Wales must have a higher profile on network television, according to the chairman of the BBC Trust.
Sir Michael praised Coal House, saying it deserved a wider airing
Sir Michael Lyons said it was important programmes made by the BBC in Wales were seen across the UK.
He praised BBC Wales productions like Doctor Who and Torchwood and said others, such as the reality show Coal House, deserved more recognition.
On a visit to Cardiff, he also promised more investment in BBC Wales, and said it needed to reflect all its audiences.
The chairman said the BBC had made a commitment to increase network programmes commissioned from Wales, Scotland and Northern Ireland.
"The trust will be looking for evidence that we are moving rapidly in that direction", said Sir Michael, adding particular praise for Coal House, the recent reality TV show which took three families back to live in a small mining community in 1927.
Sir Michael said Coal House was an "innovative programme," providing a "distinctive view" of life in those days, and should enjoy a wider airing.
Part of the reason for his two-day visit, during which he also met First Minister Rhodri Morgan, was to celebrate the success of BBC Wales drama Doctor Who and its spin-off Torchwood.
Sir Michael, who as trust chairman represents the interests of the licence payer, praised "the value and quality of what BBC Wales is doing".
He said: "Frankly, the search for better value for money is not something that ends. You don't get to a stage where you say, 'I've sorted that' ".
Despite the threat of job losses, he said there would be investment in Wales as new services were developed under the six-year licence fee settlement.

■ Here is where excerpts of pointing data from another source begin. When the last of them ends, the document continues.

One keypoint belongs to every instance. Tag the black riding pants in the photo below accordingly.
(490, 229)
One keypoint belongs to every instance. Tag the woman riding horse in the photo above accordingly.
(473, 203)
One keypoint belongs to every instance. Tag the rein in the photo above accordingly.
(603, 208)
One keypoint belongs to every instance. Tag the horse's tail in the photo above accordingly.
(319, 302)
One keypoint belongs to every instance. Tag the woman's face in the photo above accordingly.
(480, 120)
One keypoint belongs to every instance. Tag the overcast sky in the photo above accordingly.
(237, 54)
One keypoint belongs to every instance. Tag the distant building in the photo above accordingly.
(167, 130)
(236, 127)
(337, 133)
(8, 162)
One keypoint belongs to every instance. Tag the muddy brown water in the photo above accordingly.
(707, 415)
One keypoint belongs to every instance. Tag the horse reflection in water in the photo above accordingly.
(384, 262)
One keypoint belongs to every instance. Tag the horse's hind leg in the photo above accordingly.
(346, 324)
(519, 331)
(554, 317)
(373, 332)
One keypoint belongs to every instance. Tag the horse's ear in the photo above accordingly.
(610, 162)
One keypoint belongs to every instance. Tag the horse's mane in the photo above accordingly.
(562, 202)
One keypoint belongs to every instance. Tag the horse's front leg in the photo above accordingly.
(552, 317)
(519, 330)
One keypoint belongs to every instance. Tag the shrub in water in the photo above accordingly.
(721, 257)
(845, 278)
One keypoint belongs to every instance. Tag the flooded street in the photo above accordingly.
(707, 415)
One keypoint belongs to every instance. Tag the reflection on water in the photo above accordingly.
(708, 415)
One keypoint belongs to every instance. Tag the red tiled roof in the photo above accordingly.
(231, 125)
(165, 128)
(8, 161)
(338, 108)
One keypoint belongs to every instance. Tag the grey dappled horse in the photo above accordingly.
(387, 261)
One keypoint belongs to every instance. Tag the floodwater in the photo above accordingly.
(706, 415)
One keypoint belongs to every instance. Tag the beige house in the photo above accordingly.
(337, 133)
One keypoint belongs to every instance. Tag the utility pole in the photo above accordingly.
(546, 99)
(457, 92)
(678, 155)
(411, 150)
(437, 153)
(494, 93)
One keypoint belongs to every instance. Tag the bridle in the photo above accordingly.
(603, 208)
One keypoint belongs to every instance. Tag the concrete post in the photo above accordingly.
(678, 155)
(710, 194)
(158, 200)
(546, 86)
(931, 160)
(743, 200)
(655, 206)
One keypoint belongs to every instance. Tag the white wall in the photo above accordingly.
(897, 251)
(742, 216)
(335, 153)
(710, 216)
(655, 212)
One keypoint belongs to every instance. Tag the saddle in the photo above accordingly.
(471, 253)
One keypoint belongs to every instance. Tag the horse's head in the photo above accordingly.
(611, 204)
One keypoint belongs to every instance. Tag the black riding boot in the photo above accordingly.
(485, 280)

One proposition is for enhanced local services online - a project still at the development stage.
Doctor Who is a huge network success for BBC Wales
He said the trust was also committed to ensuring all the diverse audiences in Wales were reflected on the BBC.
"There is certainly an appetite in Wales, as there is in Scotland, as there is across the United Kingdom, " said Sir Michael.
"People don't only want to know that programmes are being made locally, they want to feel that their lives are reflected on the television screen and other BBC services.
"And that's the area where I do think the BBC has further to go demonstrating that its aware that Britain is made up of many communities and that they all want to see it reflecting that diversity, that richness.
"Personally I think that will strengthen us as a nation."
The chairman also said research showed audience support for the BBC fell as you moved away from London.
"Actually, it stands up fairly well in Wales, which I think is a great tribute to BBC Wales," he said.
"But it does leave me with a very clear message that we have to do better at reflecting all the different elements of life in the United Kingdom, and perhaps some times we're a bit too focussed on what's happening in the south-east because that's where most of our employees are still located."